Re: Disabling CRUSH for erasure code and doing custom placement

Gregory Farnum <greg@xxxxxxxxxxx> · Tue, 24 Jun 2014 09:17:44 -0700

On Tue, Jun 24, 2014 at 9:12 AM, Shayan Saeed <shayansaeed93@xxxxxxxxx> wrote:
> I assumed that creating a large number of pools might not be scalable.
> If there is no overhead in creating as many pools as I want within an
> OSD, I would probably choose this option.

There is an overhead per-PG, and pools create PGs, but OSDs expect to
hold hundreds, and can generally handle several thousands.

> I just want to specify that
> systematic chunks should be among 'a' racks while distribute others
> among 'b' racks.
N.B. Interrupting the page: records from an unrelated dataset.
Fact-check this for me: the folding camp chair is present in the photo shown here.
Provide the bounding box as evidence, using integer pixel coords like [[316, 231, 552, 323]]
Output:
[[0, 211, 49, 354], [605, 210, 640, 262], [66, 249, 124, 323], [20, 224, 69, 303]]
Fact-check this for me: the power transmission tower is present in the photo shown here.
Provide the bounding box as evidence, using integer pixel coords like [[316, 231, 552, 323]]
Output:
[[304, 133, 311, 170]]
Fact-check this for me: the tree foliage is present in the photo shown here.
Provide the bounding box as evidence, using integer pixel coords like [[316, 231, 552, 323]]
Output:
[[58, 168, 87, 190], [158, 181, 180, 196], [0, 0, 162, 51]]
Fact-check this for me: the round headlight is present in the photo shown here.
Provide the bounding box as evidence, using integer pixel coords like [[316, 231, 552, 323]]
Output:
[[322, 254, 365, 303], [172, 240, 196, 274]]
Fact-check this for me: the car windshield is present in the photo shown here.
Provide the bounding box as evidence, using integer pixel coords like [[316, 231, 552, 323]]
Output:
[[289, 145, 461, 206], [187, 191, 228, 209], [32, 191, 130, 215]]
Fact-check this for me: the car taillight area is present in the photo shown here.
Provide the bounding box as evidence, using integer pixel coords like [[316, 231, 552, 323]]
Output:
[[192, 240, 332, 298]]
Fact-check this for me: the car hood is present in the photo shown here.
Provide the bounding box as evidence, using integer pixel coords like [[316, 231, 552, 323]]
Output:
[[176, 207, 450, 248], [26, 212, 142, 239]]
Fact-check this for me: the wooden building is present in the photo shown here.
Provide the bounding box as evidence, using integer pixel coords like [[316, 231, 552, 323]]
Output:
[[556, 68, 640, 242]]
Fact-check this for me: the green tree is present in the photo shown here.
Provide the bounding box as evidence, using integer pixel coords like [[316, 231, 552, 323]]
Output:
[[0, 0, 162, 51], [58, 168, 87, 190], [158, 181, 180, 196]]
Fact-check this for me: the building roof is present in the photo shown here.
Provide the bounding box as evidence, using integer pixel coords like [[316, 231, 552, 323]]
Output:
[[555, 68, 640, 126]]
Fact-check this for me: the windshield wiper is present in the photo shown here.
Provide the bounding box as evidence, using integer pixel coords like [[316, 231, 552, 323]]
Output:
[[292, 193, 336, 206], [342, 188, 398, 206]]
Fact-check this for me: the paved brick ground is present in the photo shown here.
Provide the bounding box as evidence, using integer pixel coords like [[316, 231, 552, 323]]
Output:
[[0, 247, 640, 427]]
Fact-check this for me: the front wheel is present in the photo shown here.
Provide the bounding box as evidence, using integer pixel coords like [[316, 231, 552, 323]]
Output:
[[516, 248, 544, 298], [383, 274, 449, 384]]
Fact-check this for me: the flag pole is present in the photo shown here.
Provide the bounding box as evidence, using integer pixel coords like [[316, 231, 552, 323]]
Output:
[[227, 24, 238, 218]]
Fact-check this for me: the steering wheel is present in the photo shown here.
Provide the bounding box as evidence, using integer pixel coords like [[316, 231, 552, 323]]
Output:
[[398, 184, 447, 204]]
The only problem is that I want to do this for every
> incoming file (the k and m for erasure coded files can vary too) to
> the cluster and while there are around 10 racks, the various
> combinations might grow to be quite large which would make CRUSH map
> file huge.

Well, you specify the EC rules to use on a per-pool basis. You
*really* aren't going to be able to change this so that a pool
contains objects of different encoding schemes; the encoding is
inherent in how many OSDs are members of the PG, etc.
However, it's quite simple to specify a group of OSDs which are used
for the data chunks, and a separate group of OSDs used for the parity
chunks. Just set up separate CRUSH map roots for each, and then do
multiple take...emit steps within the rule.

> Would this affect my performance if the number of pools,
> CRUSH rules grows abnormally large?
>
> I might go for this option if there is no prohibitive trade off and/or
> changing the source code for this proves really challenging.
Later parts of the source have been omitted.